Like any fresh food product that is consumed raw or lightly cooked, sprouts carry a risk of foodborne illness. The humid conditions that are required to grow the sprouts are also ideal for the growth of various disease causing bacteria such as Salmonella, Listeria, E. coli. Over the past 15 years, there have been at least 30 reported outbreaks of foodborne illness associated with different types of raw and lightly cooked sprouts according to the Food and Drug Administration (FDA). Once again, alfalfa sprouts is in the news for Salmonella outbreak that has sickened 89 people in 15 states and the District of Columbia.
Salmonella outbreak in Alfalfa sprouts
The investigation revealed that the outbreak started at a national sandwich chain Jimmy John’s. According to the The Centers for Disease Control (CDC), Illinois has reported the maximum cases of sickened people after eating alfalfa sprouts at locations of Jimmy John’s. CDC reported that as of now Illinois has reported 50 cases, Missouri reports 14 cases, Indiana reports 9, Wisconsin has three and Pennsylvania reports two. Connecticut, Georgia, Hawaii, Iowa, Massachusetts, New York, South Dakota, Tennessee, Texas, Virginia and the District of Columbia all have one confirmed case. About 23% of those sickened were hospitalized, but no deaths have been reported.

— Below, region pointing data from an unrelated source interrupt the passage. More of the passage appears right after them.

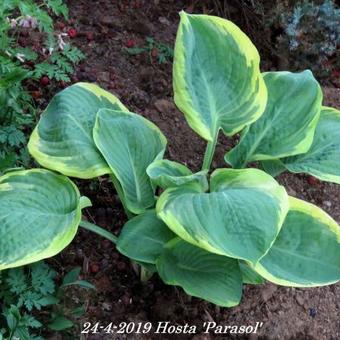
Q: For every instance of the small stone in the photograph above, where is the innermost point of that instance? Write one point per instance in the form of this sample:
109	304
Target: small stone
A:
327	204
109	21
268	292
164	105
291	191
312	312
164	21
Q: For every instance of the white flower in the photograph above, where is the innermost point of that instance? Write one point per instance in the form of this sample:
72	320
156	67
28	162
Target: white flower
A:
61	42
20	57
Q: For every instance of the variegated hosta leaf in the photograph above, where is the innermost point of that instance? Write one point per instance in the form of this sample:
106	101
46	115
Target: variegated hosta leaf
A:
273	167
306	253
287	125
211	277
217	80
39	216
62	140
166	174
323	158
239	218
143	237
129	144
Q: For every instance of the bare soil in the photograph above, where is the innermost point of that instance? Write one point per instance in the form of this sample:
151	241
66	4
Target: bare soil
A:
145	87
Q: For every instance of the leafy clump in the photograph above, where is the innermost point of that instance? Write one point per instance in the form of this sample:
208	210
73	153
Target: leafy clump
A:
32	53
207	232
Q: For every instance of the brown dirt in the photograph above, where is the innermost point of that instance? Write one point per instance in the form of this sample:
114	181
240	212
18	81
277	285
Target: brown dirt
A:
145	87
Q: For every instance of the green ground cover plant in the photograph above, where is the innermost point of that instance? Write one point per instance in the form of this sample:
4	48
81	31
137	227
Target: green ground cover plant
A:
32	52
207	233
27	292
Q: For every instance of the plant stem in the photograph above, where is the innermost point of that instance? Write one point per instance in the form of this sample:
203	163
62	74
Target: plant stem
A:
120	193
209	153
98	230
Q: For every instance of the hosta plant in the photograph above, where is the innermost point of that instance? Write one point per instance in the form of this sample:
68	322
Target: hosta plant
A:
207	233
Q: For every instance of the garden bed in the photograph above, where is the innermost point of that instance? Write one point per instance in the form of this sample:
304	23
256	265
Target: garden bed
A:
105	29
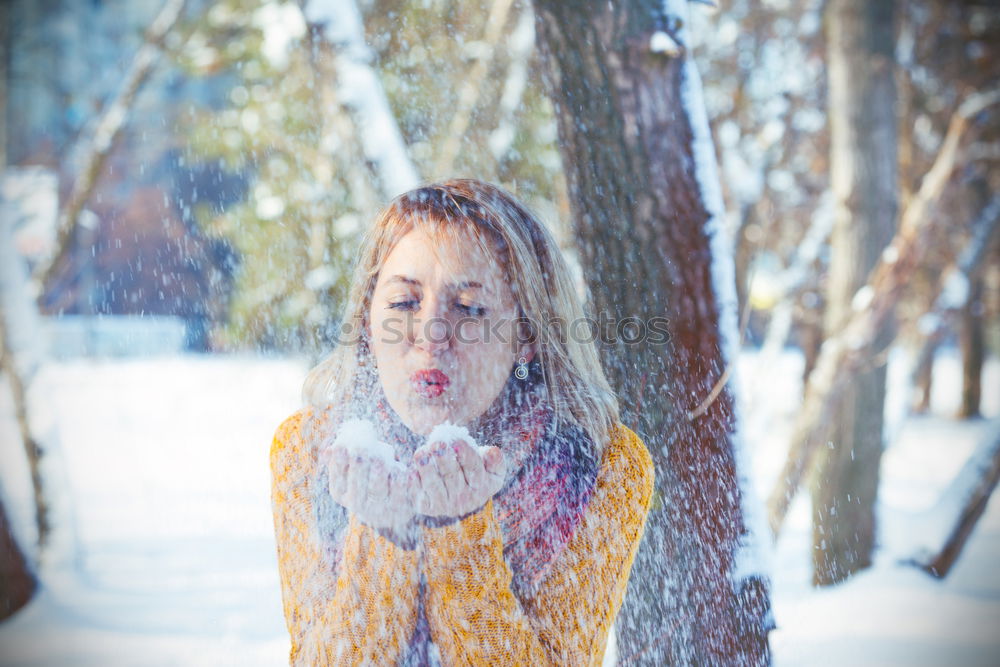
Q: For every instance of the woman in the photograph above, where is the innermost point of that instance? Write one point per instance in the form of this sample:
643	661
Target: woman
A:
516	551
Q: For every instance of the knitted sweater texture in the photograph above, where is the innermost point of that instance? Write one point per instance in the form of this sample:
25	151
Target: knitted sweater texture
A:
361	607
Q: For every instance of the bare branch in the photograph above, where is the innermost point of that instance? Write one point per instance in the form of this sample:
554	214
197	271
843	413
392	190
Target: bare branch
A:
469	93
109	125
844	354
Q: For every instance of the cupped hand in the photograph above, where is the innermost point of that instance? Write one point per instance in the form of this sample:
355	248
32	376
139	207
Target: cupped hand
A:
378	493
455	479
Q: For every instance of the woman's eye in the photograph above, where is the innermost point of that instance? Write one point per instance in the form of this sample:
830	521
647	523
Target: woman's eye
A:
475	311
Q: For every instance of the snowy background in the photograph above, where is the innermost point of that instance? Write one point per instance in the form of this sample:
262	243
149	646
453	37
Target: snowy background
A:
165	554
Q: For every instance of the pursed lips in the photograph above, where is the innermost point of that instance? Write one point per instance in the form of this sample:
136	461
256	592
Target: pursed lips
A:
430	382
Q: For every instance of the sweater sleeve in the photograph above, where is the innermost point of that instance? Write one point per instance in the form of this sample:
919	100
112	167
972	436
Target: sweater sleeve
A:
476	619
357	609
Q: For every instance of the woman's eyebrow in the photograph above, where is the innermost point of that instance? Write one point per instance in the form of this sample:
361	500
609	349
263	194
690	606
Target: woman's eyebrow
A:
465	284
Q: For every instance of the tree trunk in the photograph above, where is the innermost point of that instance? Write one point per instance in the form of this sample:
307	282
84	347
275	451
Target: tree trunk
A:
108	125
846	354
981	473
646	212
923	378
17	583
860	44
972	344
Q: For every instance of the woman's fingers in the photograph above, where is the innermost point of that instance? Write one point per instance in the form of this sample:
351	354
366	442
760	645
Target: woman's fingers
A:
357	482
494	464
433	497
375	503
338	466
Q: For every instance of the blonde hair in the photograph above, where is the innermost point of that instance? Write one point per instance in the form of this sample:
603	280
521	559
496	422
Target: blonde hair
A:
567	370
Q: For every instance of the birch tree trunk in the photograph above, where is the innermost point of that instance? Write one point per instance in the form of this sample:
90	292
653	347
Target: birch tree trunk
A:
860	43
973	346
646	206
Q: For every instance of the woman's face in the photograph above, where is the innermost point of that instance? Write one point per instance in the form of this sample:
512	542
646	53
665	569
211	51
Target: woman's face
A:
442	330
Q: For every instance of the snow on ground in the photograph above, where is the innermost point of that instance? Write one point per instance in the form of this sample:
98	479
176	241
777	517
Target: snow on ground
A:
170	560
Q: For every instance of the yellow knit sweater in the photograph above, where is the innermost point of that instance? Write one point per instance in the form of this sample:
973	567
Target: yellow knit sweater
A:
365	610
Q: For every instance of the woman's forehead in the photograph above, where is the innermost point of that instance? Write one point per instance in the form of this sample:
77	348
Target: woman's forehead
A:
456	257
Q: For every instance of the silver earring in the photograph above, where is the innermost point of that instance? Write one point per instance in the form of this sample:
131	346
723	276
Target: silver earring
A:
521	372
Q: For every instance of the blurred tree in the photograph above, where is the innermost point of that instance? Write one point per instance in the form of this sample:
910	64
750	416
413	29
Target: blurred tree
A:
860	44
647	216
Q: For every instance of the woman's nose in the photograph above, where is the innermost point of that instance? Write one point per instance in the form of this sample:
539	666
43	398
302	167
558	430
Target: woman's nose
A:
431	330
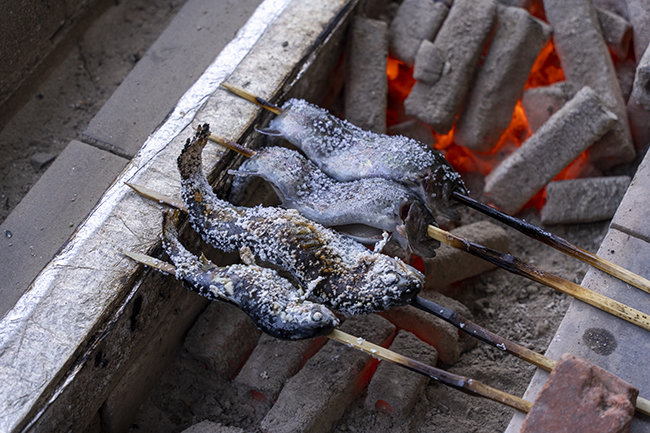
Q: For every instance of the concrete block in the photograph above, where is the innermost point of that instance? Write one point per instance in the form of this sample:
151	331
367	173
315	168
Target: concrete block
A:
211	427
569	132
271	364
500	80
415	21
457	47
366	87
617	32
187	46
451	265
394	389
221	340
586	61
631	216
583	397
583	200
51	211
316	398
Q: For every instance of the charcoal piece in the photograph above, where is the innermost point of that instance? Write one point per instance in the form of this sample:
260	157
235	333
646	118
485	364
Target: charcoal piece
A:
617	32
414	129
641	87
366	85
583	200
570	131
501	79
586	61
457	47
415	21
639	17
541	102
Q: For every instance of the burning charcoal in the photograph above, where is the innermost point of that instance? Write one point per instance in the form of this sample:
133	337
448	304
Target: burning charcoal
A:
583	200
451	265
394	389
318	395
416	20
569	132
367	86
414	129
584	396
455	54
639	123
586	62
639	15
271	364
617	32
541	102
501	79
641	89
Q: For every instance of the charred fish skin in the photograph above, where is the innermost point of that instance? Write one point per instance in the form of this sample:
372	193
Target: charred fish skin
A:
347	152
375	202
335	271
274	305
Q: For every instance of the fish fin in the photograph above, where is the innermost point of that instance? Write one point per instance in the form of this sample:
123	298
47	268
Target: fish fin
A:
270	131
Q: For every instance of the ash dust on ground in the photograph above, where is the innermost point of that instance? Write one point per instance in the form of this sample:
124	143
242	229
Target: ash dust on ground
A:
75	91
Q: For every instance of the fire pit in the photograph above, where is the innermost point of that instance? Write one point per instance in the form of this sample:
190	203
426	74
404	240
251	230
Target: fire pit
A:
225	371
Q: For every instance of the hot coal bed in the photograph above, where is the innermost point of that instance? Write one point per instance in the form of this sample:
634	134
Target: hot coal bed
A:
540	108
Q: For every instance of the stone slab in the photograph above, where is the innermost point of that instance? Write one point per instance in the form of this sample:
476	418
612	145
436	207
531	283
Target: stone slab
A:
171	65
609	342
51	211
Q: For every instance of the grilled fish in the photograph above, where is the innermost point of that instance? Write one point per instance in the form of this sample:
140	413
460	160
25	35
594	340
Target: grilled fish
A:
346	152
332	270
272	302
365	203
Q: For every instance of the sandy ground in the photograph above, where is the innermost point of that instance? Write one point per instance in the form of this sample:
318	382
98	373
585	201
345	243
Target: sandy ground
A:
76	91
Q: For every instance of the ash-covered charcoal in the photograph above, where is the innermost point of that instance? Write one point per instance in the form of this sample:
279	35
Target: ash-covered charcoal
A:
332	269
346	152
274	305
352	206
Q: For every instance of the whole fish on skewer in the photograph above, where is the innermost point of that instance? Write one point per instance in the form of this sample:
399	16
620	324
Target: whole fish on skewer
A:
332	270
361	209
346	152
272	302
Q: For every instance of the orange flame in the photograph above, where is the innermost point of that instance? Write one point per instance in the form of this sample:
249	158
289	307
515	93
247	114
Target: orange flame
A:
546	70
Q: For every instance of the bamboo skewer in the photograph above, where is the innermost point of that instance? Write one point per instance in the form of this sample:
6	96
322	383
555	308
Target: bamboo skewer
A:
461	383
526	228
520	267
521	352
465	325
558	243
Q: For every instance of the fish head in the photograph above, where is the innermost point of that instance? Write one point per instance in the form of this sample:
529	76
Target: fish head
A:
437	184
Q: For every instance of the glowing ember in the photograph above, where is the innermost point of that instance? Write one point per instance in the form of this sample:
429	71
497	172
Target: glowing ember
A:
545	71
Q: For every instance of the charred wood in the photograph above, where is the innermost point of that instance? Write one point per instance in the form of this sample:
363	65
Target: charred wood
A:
569	132
501	79
453	57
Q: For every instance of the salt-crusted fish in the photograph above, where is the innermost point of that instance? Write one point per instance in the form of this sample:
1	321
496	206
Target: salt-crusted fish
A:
347	152
272	302
376	203
332	270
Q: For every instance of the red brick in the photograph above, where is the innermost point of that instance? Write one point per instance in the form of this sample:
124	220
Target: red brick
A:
582	397
393	388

Health officials have identified the particular strain of salmonella through diagnostic testing. The strain has been identified as Salmonella serotype I 4,,12:i:-
Chris Braden, a physician and director of the CDC’s Division of Foodborne, Waterborne and Environmental Diseases said this is a common type of Salmonella.

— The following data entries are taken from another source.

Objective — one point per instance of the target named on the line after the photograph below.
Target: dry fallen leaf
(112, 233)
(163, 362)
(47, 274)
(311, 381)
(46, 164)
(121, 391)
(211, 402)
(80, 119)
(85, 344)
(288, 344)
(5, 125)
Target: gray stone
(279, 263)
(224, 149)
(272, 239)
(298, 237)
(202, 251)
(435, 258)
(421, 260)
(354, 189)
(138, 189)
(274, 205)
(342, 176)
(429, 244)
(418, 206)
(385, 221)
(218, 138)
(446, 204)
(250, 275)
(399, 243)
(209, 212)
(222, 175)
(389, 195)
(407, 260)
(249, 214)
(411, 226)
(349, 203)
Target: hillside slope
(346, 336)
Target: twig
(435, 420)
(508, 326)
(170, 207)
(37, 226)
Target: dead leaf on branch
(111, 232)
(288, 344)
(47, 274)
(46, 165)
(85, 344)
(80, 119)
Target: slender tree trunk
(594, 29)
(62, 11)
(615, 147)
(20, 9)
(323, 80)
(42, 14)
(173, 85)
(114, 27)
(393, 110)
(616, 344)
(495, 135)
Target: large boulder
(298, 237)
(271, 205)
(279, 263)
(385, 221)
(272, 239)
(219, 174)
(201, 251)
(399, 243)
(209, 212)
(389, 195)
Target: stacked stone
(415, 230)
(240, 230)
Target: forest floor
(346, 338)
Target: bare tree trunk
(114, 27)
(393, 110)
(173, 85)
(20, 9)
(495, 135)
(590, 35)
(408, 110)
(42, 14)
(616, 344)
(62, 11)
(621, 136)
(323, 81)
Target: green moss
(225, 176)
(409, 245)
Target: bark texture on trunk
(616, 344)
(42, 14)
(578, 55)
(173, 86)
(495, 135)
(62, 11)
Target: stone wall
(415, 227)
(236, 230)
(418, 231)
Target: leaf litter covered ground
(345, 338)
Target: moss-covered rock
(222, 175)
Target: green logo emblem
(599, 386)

The founder of Jimmy John’s, Jimmy John Liautaud...
said its main sprout supplier conducted salmonella tests and that the results are negative. The FDA and state health departments are investigating the sprout growers, as well as the seed suppliers, in an effort to find the source the outbreak.
Alfalfa sprouts has been considered a healthy component of a balanced diet. However, due to the risk of contamination, the FDA’s website has made recommendations against eating the raw sprouts:
- Children, the elderly, pregnant women, and persons with weakened immune systems should avoid eating raw sprouts of any kind (including alfalfa, clover, radish, and mung bean sprouts).

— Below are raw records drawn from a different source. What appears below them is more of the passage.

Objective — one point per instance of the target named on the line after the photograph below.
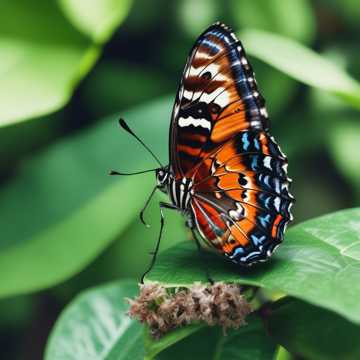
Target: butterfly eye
(206, 75)
(214, 108)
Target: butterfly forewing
(219, 138)
(217, 98)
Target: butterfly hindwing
(246, 191)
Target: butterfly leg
(201, 254)
(141, 215)
(162, 206)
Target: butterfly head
(162, 178)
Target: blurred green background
(69, 68)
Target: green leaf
(96, 19)
(154, 347)
(312, 332)
(319, 262)
(249, 342)
(63, 209)
(343, 143)
(95, 326)
(302, 64)
(294, 18)
(44, 56)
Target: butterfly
(226, 174)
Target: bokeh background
(68, 69)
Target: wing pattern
(217, 98)
(219, 138)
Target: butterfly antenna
(125, 126)
(113, 172)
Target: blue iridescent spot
(254, 162)
(238, 251)
(256, 143)
(264, 220)
(245, 141)
(258, 240)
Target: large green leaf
(294, 19)
(343, 142)
(312, 332)
(319, 262)
(95, 326)
(44, 56)
(249, 342)
(301, 63)
(62, 209)
(155, 346)
(96, 19)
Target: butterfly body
(226, 175)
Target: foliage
(68, 70)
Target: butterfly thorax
(179, 191)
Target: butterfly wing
(217, 98)
(219, 138)
(242, 206)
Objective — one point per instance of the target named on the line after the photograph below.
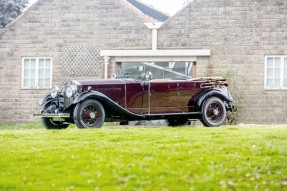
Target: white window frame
(282, 57)
(37, 71)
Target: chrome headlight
(55, 92)
(70, 91)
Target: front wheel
(213, 112)
(89, 114)
(50, 124)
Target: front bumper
(50, 115)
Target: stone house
(54, 39)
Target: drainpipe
(154, 39)
(154, 27)
(106, 59)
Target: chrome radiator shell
(78, 87)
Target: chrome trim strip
(186, 113)
(48, 115)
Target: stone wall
(48, 26)
(239, 34)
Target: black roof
(149, 11)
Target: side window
(36, 72)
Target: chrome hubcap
(216, 112)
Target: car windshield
(158, 72)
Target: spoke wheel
(213, 112)
(89, 114)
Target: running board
(165, 114)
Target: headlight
(70, 91)
(55, 92)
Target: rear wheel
(213, 112)
(50, 124)
(178, 121)
(89, 114)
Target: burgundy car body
(128, 99)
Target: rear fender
(45, 99)
(216, 93)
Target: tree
(10, 10)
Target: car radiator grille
(68, 101)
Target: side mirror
(148, 75)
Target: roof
(146, 12)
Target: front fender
(112, 109)
(215, 92)
(45, 99)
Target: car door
(186, 90)
(158, 100)
(134, 95)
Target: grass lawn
(227, 158)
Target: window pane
(269, 62)
(33, 63)
(277, 72)
(41, 82)
(276, 82)
(26, 72)
(285, 82)
(26, 63)
(47, 82)
(41, 73)
(277, 62)
(270, 72)
(32, 82)
(33, 73)
(47, 73)
(26, 82)
(48, 63)
(285, 72)
(41, 63)
(269, 83)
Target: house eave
(162, 53)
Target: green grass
(227, 158)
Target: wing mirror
(148, 75)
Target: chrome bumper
(48, 115)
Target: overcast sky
(167, 6)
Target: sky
(168, 6)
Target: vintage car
(133, 94)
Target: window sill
(274, 89)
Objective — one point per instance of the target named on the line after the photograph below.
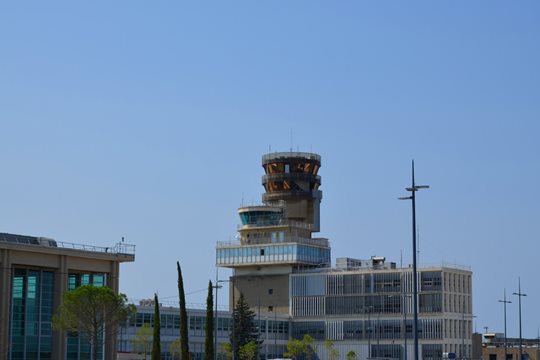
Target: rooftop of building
(376, 263)
(122, 251)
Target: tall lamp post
(369, 308)
(217, 287)
(520, 295)
(413, 189)
(504, 301)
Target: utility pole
(504, 301)
(413, 189)
(520, 295)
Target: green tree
(333, 353)
(298, 348)
(156, 341)
(307, 340)
(351, 355)
(226, 348)
(248, 351)
(295, 349)
(209, 324)
(244, 329)
(175, 349)
(141, 340)
(183, 316)
(91, 311)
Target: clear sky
(148, 120)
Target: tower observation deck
(276, 236)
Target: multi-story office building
(366, 307)
(274, 332)
(363, 306)
(34, 274)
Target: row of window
(195, 323)
(368, 329)
(344, 284)
(272, 253)
(308, 306)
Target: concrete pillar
(110, 333)
(5, 301)
(60, 286)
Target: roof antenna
(291, 140)
(418, 243)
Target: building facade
(274, 332)
(34, 274)
(366, 307)
(363, 306)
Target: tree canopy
(156, 341)
(91, 311)
(297, 348)
(209, 324)
(183, 315)
(244, 328)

- Cook sprouts thoroughly to reduce the risk of illness. Cooking kills the harmful bacteria.
- Request that raw sprouts not be added to your food. If you purchase a sandwich or salad at a restaurant, check to make sure that raw sprouts have not been added.
If you are pregnant or having weekend immune system, try to avoid the alfalfa or any other types of raw and lightly cooked sprouts. It’s better to prepare sprouts in your home and eat them fresh.